客套過後,氣氛愈發熱絡。李泰側身做請,將孔穎達丶於誌寧丶岑文本三人重新請回水榭雅間。
雅間內檀香依舊,案上茶點換了新的,又添了幾盞佳釀。眾人圍坐案前,推杯換盞丶談笑風生,看似其樂融融,實則各有心思。

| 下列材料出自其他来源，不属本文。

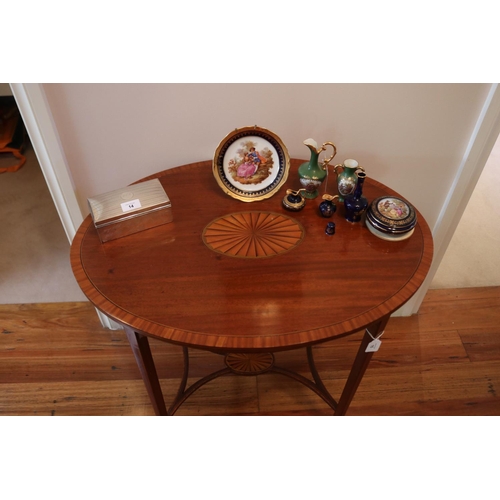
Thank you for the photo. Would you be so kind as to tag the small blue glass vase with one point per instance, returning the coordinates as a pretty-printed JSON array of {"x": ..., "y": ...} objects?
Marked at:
[
  {"x": 327, "y": 208},
  {"x": 356, "y": 204}
]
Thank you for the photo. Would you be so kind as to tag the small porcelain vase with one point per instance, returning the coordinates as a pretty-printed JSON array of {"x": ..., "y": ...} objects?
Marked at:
[
  {"x": 311, "y": 174},
  {"x": 356, "y": 204},
  {"x": 347, "y": 179}
]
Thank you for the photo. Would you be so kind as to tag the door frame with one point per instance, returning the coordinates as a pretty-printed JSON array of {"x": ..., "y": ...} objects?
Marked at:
[
  {"x": 37, "y": 118},
  {"x": 34, "y": 109}
]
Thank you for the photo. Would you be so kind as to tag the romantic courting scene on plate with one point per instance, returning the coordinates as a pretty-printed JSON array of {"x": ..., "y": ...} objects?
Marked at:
[{"x": 251, "y": 166}]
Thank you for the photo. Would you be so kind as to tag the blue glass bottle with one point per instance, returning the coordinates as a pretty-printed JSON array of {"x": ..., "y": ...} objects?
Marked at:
[{"x": 356, "y": 204}]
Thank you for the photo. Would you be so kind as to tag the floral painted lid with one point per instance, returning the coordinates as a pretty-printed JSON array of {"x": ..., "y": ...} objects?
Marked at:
[{"x": 391, "y": 214}]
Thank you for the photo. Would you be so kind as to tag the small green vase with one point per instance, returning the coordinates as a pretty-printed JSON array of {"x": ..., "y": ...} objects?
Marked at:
[
  {"x": 311, "y": 173},
  {"x": 347, "y": 179}
]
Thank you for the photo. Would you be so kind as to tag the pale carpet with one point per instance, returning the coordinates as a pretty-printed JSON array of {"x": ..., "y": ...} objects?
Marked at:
[
  {"x": 34, "y": 249},
  {"x": 35, "y": 267}
]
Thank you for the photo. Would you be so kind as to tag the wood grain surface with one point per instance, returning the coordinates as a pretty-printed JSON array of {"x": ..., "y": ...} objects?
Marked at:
[
  {"x": 56, "y": 359},
  {"x": 167, "y": 283}
]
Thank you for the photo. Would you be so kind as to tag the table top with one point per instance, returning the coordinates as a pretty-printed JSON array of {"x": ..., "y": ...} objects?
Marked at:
[{"x": 176, "y": 282}]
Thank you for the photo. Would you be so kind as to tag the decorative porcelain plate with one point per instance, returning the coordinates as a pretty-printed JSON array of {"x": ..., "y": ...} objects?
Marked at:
[
  {"x": 251, "y": 164},
  {"x": 391, "y": 214}
]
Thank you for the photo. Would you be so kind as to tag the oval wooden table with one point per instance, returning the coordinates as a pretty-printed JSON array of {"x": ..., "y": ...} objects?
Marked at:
[{"x": 249, "y": 279}]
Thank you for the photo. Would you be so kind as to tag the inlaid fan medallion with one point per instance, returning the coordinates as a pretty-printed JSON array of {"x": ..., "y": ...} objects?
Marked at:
[{"x": 253, "y": 234}]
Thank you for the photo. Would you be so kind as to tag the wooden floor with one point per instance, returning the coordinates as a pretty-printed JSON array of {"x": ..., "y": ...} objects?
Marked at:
[{"x": 56, "y": 359}]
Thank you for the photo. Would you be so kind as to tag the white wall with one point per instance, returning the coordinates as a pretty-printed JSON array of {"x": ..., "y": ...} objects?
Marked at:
[{"x": 411, "y": 137}]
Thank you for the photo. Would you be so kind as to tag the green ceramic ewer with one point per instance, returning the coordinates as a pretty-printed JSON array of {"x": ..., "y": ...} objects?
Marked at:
[
  {"x": 311, "y": 173},
  {"x": 347, "y": 180}
]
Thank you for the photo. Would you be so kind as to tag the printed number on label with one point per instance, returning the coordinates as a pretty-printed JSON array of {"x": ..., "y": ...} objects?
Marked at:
[
  {"x": 131, "y": 205},
  {"x": 373, "y": 346}
]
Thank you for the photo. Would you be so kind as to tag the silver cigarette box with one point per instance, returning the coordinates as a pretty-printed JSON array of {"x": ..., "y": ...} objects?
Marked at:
[{"x": 131, "y": 209}]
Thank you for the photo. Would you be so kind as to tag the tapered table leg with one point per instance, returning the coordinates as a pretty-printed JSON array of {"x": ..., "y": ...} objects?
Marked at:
[
  {"x": 145, "y": 362},
  {"x": 360, "y": 365}
]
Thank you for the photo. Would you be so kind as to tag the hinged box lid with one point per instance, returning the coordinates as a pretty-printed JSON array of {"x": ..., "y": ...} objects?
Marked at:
[{"x": 125, "y": 203}]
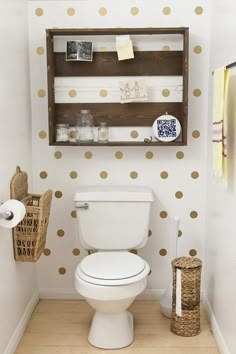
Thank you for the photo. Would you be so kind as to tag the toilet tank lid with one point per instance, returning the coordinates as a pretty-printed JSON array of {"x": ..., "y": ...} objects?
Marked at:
[{"x": 112, "y": 193}]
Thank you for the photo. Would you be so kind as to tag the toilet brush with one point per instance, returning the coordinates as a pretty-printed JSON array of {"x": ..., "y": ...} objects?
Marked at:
[{"x": 166, "y": 299}]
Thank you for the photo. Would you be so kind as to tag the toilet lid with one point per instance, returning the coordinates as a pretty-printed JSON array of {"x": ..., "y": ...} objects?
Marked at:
[{"x": 112, "y": 265}]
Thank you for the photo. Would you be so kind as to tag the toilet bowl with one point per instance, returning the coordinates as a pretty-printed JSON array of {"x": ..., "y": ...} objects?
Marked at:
[
  {"x": 111, "y": 221},
  {"x": 110, "y": 281}
]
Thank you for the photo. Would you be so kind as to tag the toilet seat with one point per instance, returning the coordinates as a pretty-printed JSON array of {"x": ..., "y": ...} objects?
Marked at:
[{"x": 112, "y": 268}]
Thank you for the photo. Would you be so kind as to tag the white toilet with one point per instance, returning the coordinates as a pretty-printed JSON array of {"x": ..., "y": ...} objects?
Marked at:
[{"x": 112, "y": 220}]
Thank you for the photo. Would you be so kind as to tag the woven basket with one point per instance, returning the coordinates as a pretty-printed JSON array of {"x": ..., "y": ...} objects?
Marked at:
[
  {"x": 188, "y": 324},
  {"x": 29, "y": 235}
]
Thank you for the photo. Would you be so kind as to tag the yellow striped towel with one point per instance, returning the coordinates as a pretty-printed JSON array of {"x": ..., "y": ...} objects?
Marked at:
[{"x": 219, "y": 138}]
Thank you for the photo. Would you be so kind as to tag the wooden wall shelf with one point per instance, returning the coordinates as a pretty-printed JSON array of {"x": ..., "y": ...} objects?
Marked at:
[{"x": 105, "y": 64}]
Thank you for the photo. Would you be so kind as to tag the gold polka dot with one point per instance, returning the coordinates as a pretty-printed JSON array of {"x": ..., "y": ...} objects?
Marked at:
[
  {"x": 133, "y": 175},
  {"x": 193, "y": 214},
  {"x": 72, "y": 93},
  {"x": 58, "y": 194},
  {"x": 166, "y": 10},
  {"x": 198, "y": 10},
  {"x": 40, "y": 50},
  {"x": 70, "y": 11},
  {"x": 134, "y": 11},
  {"x": 73, "y": 174},
  {"x": 163, "y": 252},
  {"x": 165, "y": 93},
  {"x": 134, "y": 134},
  {"x": 197, "y": 49},
  {"x": 103, "y": 174},
  {"x": 58, "y": 155},
  {"x": 103, "y": 93},
  {"x": 163, "y": 214},
  {"x": 118, "y": 155},
  {"x": 62, "y": 270},
  {"x": 73, "y": 214},
  {"x": 192, "y": 252},
  {"x": 194, "y": 174},
  {"x": 179, "y": 195},
  {"x": 43, "y": 174},
  {"x": 41, "y": 93},
  {"x": 39, "y": 12},
  {"x": 149, "y": 155},
  {"x": 197, "y": 92},
  {"x": 76, "y": 251},
  {"x": 60, "y": 233},
  {"x": 47, "y": 252},
  {"x": 196, "y": 134},
  {"x": 166, "y": 48},
  {"x": 102, "y": 11},
  {"x": 164, "y": 174},
  {"x": 88, "y": 155},
  {"x": 180, "y": 155},
  {"x": 42, "y": 134}
]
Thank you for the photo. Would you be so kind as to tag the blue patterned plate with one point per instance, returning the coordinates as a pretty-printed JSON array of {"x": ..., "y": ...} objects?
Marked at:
[{"x": 166, "y": 128}]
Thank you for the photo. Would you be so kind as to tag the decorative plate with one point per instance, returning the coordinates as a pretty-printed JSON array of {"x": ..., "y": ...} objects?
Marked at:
[{"x": 166, "y": 128}]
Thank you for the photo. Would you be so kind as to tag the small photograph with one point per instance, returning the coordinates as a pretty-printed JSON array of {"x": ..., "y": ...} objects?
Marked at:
[
  {"x": 71, "y": 50},
  {"x": 79, "y": 51},
  {"x": 85, "y": 51}
]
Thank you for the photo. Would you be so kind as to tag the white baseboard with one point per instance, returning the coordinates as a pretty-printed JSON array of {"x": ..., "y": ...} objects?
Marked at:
[
  {"x": 149, "y": 294},
  {"x": 59, "y": 294},
  {"x": 16, "y": 337},
  {"x": 71, "y": 294},
  {"x": 214, "y": 326}
]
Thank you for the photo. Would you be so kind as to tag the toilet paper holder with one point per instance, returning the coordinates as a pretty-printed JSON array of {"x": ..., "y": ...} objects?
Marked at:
[{"x": 7, "y": 215}]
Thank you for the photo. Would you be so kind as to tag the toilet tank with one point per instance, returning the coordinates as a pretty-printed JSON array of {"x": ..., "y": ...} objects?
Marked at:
[{"x": 113, "y": 218}]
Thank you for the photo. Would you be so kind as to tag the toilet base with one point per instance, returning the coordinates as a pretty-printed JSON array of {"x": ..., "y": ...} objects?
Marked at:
[{"x": 111, "y": 331}]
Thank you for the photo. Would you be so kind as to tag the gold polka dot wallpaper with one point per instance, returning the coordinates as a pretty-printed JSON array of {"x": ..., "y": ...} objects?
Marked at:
[{"x": 174, "y": 173}]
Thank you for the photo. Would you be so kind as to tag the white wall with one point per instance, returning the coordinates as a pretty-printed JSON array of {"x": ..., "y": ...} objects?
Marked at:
[
  {"x": 220, "y": 257},
  {"x": 59, "y": 257},
  {"x": 18, "y": 280}
]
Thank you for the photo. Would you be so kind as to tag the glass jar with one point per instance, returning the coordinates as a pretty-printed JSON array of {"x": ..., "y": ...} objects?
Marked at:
[
  {"x": 86, "y": 126},
  {"x": 62, "y": 131},
  {"x": 103, "y": 132},
  {"x": 72, "y": 134}
]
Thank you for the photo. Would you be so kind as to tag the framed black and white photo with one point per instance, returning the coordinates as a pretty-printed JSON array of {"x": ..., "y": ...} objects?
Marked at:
[
  {"x": 71, "y": 50},
  {"x": 79, "y": 51}
]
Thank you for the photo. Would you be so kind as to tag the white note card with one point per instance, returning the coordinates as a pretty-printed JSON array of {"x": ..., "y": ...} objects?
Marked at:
[
  {"x": 124, "y": 47},
  {"x": 178, "y": 293}
]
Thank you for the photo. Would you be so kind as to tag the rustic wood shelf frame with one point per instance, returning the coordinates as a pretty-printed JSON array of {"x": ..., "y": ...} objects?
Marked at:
[{"x": 145, "y": 63}]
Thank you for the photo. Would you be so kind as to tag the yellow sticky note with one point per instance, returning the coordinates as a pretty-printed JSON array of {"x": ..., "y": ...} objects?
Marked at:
[{"x": 124, "y": 47}]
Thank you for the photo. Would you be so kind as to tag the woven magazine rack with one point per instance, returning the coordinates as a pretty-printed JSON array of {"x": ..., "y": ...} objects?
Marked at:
[
  {"x": 188, "y": 324},
  {"x": 29, "y": 236}
]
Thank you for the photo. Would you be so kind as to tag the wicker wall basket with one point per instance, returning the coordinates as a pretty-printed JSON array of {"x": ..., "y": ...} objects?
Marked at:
[
  {"x": 188, "y": 324},
  {"x": 29, "y": 236}
]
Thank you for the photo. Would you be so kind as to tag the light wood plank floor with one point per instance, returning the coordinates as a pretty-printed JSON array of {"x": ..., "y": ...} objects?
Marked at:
[{"x": 61, "y": 327}]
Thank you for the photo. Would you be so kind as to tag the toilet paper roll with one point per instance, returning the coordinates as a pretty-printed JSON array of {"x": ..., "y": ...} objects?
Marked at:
[{"x": 18, "y": 210}]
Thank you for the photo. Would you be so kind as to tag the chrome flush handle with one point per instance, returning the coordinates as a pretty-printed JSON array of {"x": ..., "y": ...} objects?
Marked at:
[{"x": 83, "y": 206}]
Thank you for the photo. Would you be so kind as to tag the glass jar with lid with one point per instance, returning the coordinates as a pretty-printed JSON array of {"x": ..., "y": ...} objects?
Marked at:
[
  {"x": 62, "y": 132},
  {"x": 103, "y": 132},
  {"x": 86, "y": 122}
]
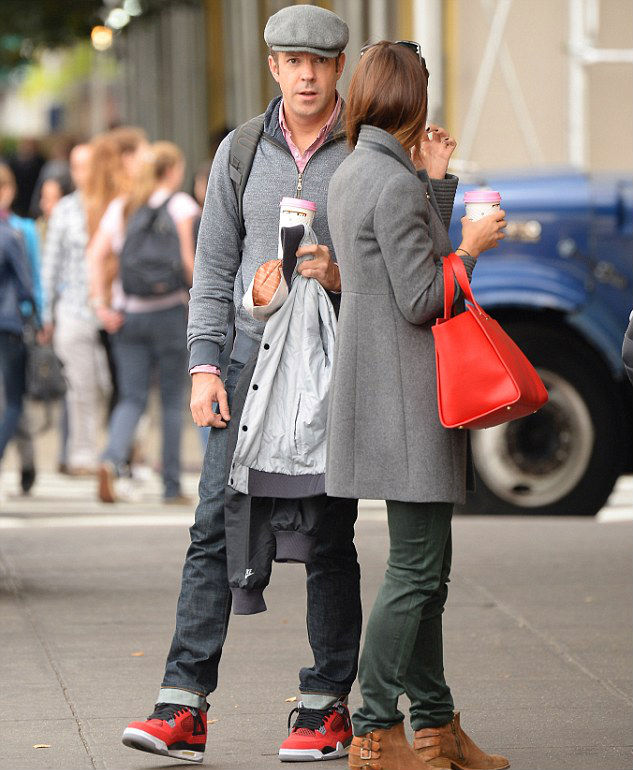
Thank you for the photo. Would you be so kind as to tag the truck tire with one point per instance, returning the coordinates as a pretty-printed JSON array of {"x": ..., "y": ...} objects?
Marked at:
[{"x": 565, "y": 459}]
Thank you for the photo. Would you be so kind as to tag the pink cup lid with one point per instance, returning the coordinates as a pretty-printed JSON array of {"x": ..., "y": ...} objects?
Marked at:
[
  {"x": 298, "y": 203},
  {"x": 482, "y": 196}
]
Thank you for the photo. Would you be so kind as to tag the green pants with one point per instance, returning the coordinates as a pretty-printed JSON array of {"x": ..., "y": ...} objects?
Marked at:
[{"x": 403, "y": 642}]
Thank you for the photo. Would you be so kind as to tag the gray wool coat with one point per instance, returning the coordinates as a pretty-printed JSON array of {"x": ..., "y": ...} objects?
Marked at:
[{"x": 389, "y": 228}]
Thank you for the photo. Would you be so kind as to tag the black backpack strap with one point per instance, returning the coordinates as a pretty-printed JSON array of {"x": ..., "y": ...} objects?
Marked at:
[{"x": 241, "y": 155}]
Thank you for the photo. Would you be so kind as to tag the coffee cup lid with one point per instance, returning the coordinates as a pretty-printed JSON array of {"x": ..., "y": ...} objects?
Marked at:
[
  {"x": 482, "y": 196},
  {"x": 298, "y": 203}
]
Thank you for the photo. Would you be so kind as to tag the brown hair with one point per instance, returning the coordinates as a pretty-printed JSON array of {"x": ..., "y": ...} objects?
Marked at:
[
  {"x": 163, "y": 156},
  {"x": 389, "y": 91},
  {"x": 7, "y": 177},
  {"x": 108, "y": 178}
]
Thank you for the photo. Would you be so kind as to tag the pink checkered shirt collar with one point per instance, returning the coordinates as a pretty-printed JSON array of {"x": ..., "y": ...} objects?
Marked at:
[{"x": 301, "y": 159}]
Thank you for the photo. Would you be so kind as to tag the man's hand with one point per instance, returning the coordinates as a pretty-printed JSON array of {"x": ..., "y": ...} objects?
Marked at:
[
  {"x": 110, "y": 319},
  {"x": 206, "y": 390},
  {"x": 321, "y": 266}
]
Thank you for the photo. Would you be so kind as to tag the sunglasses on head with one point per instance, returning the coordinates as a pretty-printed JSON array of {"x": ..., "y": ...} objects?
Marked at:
[{"x": 410, "y": 44}]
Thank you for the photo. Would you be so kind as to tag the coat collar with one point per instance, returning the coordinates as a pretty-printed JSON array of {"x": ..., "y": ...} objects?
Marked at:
[{"x": 377, "y": 135}]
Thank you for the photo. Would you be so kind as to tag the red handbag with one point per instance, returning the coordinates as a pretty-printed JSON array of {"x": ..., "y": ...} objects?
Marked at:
[{"x": 483, "y": 379}]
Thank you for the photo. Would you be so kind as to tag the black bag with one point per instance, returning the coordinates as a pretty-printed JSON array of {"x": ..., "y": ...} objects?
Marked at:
[
  {"x": 150, "y": 263},
  {"x": 45, "y": 379}
]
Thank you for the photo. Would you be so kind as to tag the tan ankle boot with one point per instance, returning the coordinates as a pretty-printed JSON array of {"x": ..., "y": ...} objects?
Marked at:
[
  {"x": 385, "y": 750},
  {"x": 449, "y": 747}
]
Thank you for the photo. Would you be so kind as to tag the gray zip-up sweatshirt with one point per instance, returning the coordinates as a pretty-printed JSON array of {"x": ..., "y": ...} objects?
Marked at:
[{"x": 225, "y": 265}]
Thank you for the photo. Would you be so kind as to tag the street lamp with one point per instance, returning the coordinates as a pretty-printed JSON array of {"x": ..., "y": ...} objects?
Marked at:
[{"x": 101, "y": 38}]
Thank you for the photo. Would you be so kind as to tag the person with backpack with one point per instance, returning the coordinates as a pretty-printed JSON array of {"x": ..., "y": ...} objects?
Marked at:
[
  {"x": 27, "y": 232},
  {"x": 16, "y": 288},
  {"x": 291, "y": 150},
  {"x": 151, "y": 232}
]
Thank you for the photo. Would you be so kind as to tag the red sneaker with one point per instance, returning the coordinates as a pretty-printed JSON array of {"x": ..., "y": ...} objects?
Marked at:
[
  {"x": 172, "y": 730},
  {"x": 317, "y": 734}
]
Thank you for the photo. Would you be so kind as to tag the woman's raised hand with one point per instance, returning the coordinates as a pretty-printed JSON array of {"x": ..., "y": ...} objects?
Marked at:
[
  {"x": 483, "y": 234},
  {"x": 433, "y": 151}
]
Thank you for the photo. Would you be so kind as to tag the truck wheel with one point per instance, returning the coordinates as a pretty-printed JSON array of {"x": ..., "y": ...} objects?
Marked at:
[{"x": 565, "y": 459}]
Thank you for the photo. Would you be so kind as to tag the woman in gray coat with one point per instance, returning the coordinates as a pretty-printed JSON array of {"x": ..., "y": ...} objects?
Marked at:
[{"x": 389, "y": 206}]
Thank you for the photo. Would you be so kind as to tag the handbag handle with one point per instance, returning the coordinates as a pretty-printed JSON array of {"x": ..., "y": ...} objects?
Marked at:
[{"x": 454, "y": 268}]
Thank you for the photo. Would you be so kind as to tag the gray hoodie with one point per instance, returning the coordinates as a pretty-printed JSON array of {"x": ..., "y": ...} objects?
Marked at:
[{"x": 225, "y": 265}]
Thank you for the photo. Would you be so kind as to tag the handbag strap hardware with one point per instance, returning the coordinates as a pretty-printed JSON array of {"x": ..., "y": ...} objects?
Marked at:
[{"x": 454, "y": 269}]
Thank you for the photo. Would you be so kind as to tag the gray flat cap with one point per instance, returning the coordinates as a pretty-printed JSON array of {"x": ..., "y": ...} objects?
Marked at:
[{"x": 306, "y": 28}]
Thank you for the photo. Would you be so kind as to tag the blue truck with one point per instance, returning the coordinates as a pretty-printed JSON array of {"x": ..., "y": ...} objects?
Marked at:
[{"x": 561, "y": 284}]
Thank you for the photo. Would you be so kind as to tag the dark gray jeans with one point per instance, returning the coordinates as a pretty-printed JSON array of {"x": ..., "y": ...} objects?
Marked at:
[
  {"x": 333, "y": 594},
  {"x": 403, "y": 650},
  {"x": 149, "y": 342}
]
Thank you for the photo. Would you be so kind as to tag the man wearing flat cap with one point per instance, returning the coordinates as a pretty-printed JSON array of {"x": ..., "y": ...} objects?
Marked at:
[{"x": 297, "y": 147}]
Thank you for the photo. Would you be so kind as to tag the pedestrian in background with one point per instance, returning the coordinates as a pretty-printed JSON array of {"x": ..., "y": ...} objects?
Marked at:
[
  {"x": 53, "y": 189},
  {"x": 389, "y": 220},
  {"x": 15, "y": 289},
  {"x": 114, "y": 164},
  {"x": 69, "y": 319},
  {"x": 627, "y": 349},
  {"x": 26, "y": 164},
  {"x": 149, "y": 332},
  {"x": 27, "y": 231}
]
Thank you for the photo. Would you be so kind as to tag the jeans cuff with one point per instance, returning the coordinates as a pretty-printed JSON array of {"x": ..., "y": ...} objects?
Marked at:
[
  {"x": 320, "y": 700},
  {"x": 182, "y": 698},
  {"x": 248, "y": 601}
]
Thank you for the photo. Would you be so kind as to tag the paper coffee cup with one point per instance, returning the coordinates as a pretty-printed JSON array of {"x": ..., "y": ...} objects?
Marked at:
[
  {"x": 480, "y": 203},
  {"x": 294, "y": 211}
]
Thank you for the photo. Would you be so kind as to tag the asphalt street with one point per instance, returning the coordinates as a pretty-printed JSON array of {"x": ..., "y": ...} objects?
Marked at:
[{"x": 537, "y": 634}]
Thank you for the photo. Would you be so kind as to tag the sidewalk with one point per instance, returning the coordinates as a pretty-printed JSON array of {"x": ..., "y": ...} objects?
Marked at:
[{"x": 538, "y": 635}]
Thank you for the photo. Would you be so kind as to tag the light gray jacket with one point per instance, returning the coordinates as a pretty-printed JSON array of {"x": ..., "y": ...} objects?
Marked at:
[
  {"x": 385, "y": 440},
  {"x": 280, "y": 450}
]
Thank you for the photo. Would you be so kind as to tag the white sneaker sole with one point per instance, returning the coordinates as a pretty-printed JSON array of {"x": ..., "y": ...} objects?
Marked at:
[
  {"x": 312, "y": 755},
  {"x": 138, "y": 739}
]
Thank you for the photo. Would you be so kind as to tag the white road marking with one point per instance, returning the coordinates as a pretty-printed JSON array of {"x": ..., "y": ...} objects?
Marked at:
[{"x": 58, "y": 501}]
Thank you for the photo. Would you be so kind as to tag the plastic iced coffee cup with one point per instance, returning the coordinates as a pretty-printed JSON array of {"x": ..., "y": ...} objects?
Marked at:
[
  {"x": 480, "y": 203},
  {"x": 294, "y": 211}
]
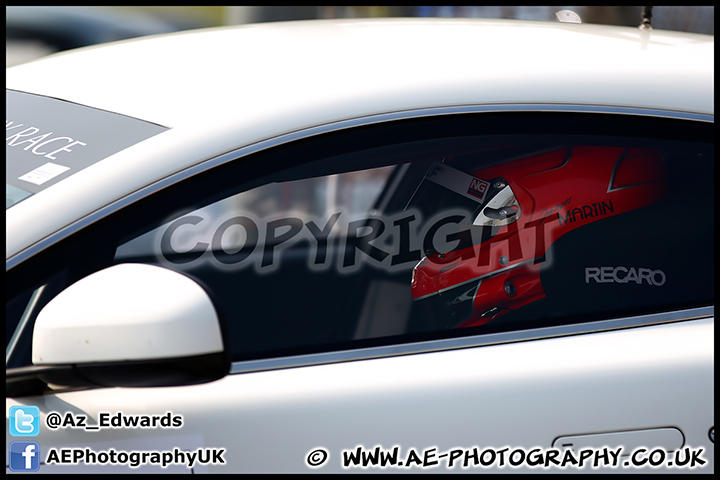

一旁的韋挺丶劉洎等人,看著眼前的景象,心中暗自詫異,甚至生出幾分難以置信——他們萬萬冇有想到,於誌寧丶孔穎達二位大儒,竟會如此給魏王臉麵。
這二人皆是陛下潛龍之時的舊部,早年便入天策府效力。
後來東宮建製,又受詔入東宮,成為廢太子李承乾的屬官,實打實的太子師。
平日裡,他們雖從未明著與魏王李泰為敵,不曾參與儲位之爭,可身為東宮核心屬官,與魏王府素來涇渭分明丶毫無交集,甚至隱隱有疏遠之意。
魏王一黨諸人,素來對這些東宮太子師頗為忌憚。
一來,二人皆是當世大儒,在士林之中聲望極隆,門生故吏遍布朝野;
二來,他們身後站著的,是整個讀書人群體——若是貿然招惹,無異於捅了馬蜂窩,定會被天下士子儒生群起而攻之,反倒壞了魏王禮賢下士的賢名。
韋挺丶劉洎等人並非冇有想過拉攏這二位,畢竟若是能將士林領袖納入麾下,對魏王奪儲大業而言,無疑是如虎添翼。
可籌謀多時,又隻能作罷——不知為何,這些太子師入了東宮之後,竟是齊齊的都以直言敢諫聞名,一個個都是道高德劭丶寧折不彎的模樣。
韋挺等人,下意識便以為這些人皆是道德高士,油鹽不進。
權衡利弊之下,他們那時還是放棄了拉攏這些東宮舊臣的念頭,隻盼著他們不添亂便好。
可今日,於誌寧丶孔穎達二人卻一反常態,非但冇有半分疏離,反而對魏王言辭恭敬丶態度熱絡。
席間更是頻頻附和,全無往日那副「硬骨頭」模樣。
這般光景,看得韋挺丶劉洎等人心中嘖嘖稱奇,竟生出幾分受寵若驚之感——他們從未想過,拉攏這二位大儒,竟會如此順利。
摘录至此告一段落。